When talking with people and reading posts on the web I’ve often heard people say that the Android permission system protects their device such that apps without certain permissions are therefore safe to install. The permissions system on Android is a fantastic idea and generally well implemented, it gives apps just enough permissions or capabilities to perform the required functions without exposing capabilities that could be used in a dangerous way. It is a step up in protection when compared with a typical desktop system but this increased protection can give rise to a false sense of security.

Putting aside the issue of users ignoring the permissions when installing apps, can we rely solely on permissions to decide if an app is safe? There are multiple controls in Android and its ecosystem that protect a user and their device, but one should not automatically assume that installing an app, even if it requires no permissions, is safe.

To demonstrate this we’ve built an app which requires no permissions and yet is able to give an attacker a remote shell and allow them to execute commands on the device remotely from anywhere in the world. The functionality we are exploiting to do this is not new, it has been quietly pointed out for a number of years, and was explained in depth at Defcon 18 [1]. It is not a zero-day exploit or a root exploit. We are using Android the way it was designed to work, but in a clever way in order to establish a 2-way communication channel. This has been tested on Android versions ranging from 1.5 up to 4.0 Ice Cream Sandwich, and it works in a similar way on all platforms.

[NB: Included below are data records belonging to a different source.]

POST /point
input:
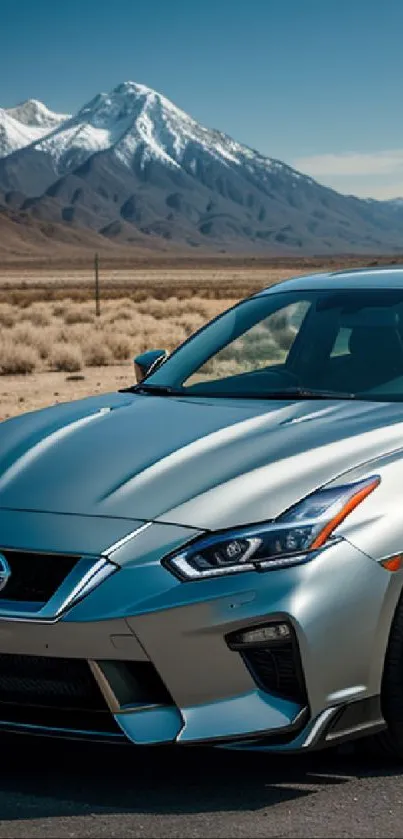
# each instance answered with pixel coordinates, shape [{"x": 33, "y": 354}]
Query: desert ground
[{"x": 54, "y": 348}]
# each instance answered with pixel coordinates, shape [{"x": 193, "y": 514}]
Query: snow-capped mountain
[
  {"x": 25, "y": 124},
  {"x": 131, "y": 164}
]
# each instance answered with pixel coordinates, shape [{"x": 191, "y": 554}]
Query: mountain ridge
[{"x": 131, "y": 165}]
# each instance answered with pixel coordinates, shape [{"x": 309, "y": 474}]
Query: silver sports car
[{"x": 215, "y": 555}]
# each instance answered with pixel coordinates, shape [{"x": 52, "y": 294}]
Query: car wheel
[{"x": 389, "y": 743}]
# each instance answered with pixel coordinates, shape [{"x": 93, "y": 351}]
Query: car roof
[{"x": 382, "y": 278}]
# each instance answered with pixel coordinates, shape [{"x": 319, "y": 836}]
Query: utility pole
[{"x": 97, "y": 298}]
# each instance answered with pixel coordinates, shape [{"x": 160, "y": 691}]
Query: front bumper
[{"x": 142, "y": 620}]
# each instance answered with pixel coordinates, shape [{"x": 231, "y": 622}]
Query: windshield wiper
[
  {"x": 305, "y": 393},
  {"x": 156, "y": 390}
]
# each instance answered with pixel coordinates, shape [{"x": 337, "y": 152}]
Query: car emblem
[{"x": 5, "y": 572}]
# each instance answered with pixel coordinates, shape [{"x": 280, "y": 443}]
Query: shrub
[
  {"x": 8, "y": 315},
  {"x": 96, "y": 352},
  {"x": 78, "y": 314},
  {"x": 66, "y": 357},
  {"x": 38, "y": 314},
  {"x": 120, "y": 346},
  {"x": 17, "y": 358}
]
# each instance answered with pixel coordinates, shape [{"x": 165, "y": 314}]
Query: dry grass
[{"x": 65, "y": 335}]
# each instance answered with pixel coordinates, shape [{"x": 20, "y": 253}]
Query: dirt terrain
[{"x": 53, "y": 348}]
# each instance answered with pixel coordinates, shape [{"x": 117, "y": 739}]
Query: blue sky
[{"x": 317, "y": 83}]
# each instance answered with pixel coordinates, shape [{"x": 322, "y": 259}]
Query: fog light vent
[
  {"x": 271, "y": 655},
  {"x": 261, "y": 635}
]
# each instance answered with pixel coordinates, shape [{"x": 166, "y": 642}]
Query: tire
[{"x": 389, "y": 743}]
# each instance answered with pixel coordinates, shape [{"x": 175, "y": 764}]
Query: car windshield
[{"x": 341, "y": 343}]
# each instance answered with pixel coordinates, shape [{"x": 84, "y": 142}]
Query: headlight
[{"x": 289, "y": 540}]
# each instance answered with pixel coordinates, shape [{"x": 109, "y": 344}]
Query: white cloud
[{"x": 367, "y": 174}]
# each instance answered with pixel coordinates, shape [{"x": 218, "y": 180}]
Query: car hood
[{"x": 196, "y": 462}]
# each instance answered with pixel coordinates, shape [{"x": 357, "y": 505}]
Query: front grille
[
  {"x": 40, "y": 690},
  {"x": 35, "y": 577}
]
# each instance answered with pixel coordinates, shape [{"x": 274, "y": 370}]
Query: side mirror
[{"x": 148, "y": 362}]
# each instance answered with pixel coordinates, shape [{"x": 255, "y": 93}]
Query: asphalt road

Please see the video below with accompanying audio for further explanation.

Link to video: Android No-permissions Reverse Shell

I should also mention here a recent paper by Michael Grace, Yajin Zhou, Zhi Wang, and Xuxian Jiang from NCSU who have developed a tool to detect capability leaks in Android devices. Using their tool they found a number of capability leaks, such as being able to send an SMS, in various Android applications usually added by OEMs. Malicious applications can call the vulnerable apps and exploit the lack of protection around permission/capability use and therefore do not need to request permissions themselves. In a similar way we’ve exploited the Android Web Browser, although we are not exploiting a vulnerability due to bad coding, but rather using the functionality it legitimately offers to other applications.

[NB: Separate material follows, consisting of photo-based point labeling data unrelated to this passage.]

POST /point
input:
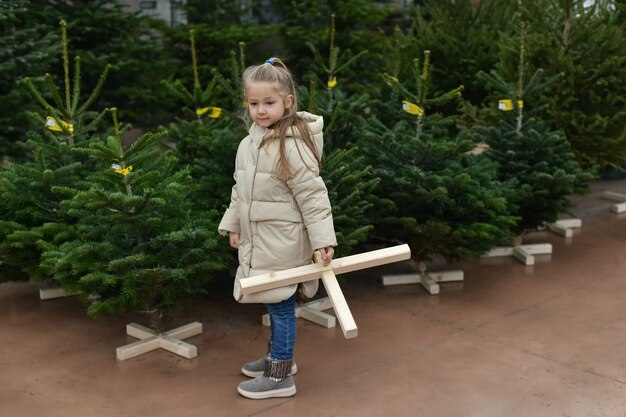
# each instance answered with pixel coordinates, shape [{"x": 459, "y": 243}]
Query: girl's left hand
[{"x": 327, "y": 254}]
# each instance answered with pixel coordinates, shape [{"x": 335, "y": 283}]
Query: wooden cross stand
[
  {"x": 327, "y": 273},
  {"x": 149, "y": 340},
  {"x": 620, "y": 198}
]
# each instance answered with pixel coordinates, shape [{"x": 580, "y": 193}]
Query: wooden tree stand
[
  {"x": 54, "y": 292},
  {"x": 311, "y": 311},
  {"x": 620, "y": 207},
  {"x": 150, "y": 340},
  {"x": 524, "y": 253},
  {"x": 565, "y": 227},
  {"x": 429, "y": 280},
  {"x": 327, "y": 273}
]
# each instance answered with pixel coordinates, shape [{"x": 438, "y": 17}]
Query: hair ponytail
[{"x": 274, "y": 70}]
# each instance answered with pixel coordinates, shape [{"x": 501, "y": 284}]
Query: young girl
[{"x": 279, "y": 214}]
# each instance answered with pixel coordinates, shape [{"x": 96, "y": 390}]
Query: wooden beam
[
  {"x": 342, "y": 311},
  {"x": 150, "y": 340},
  {"x": 314, "y": 271}
]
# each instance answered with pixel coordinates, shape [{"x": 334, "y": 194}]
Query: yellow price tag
[
  {"x": 214, "y": 112},
  {"x": 122, "y": 170},
  {"x": 53, "y": 124},
  {"x": 412, "y": 108},
  {"x": 507, "y": 105}
]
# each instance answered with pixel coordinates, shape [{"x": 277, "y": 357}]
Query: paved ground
[{"x": 510, "y": 341}]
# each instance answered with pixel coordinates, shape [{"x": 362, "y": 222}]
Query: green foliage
[
  {"x": 463, "y": 36},
  {"x": 587, "y": 45},
  {"x": 27, "y": 48},
  {"x": 140, "y": 245},
  {"x": 434, "y": 194},
  {"x": 29, "y": 189},
  {"x": 536, "y": 160},
  {"x": 208, "y": 143}
]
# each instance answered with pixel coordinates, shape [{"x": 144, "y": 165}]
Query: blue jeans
[{"x": 283, "y": 328}]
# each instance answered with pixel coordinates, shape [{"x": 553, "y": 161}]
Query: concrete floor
[{"x": 509, "y": 341}]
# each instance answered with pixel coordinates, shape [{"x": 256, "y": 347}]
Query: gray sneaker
[
  {"x": 263, "y": 387},
  {"x": 255, "y": 368}
]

In this demonstration Android’s power and flexibility were perhaps also its downfall. Other smartphone platforms may not offer the controls we are bypassing at all, and the multi-tasking capabilities in Android allowed us to run the attack almost transparently to the user. This power combined with the open nature of Android also facilitates the customisation of the system to meet bespoke security requirements. This is something we have even been involved in ourselves by implementing a proof of concept Loadable Kernel Module to pro-actively monitor and defend a client’s intellectual property as it passed through their devices. It is no surprise that we have seen adoption of Android research projects in the military and government as it can be enhanced and adapted for specific security requirements, perhaps like no other mobile platform before it.

I hope this demo was of interest and that it generates some discussion around the best ways to select and use apps which offer the least risk to your device and data.

Update 20-Dec-2011: As mentioned these issues are not new and have been discussed before. Updated to include a link to one such talk which does a good job of explaining some of the issues (thanks Tim):
[1] Defcon 18 Presentation “These Aren’t The Permissions You’re Looking For” by Tim Wyatt, David Luke Richardson and Anthony Lineberry. PDF Link.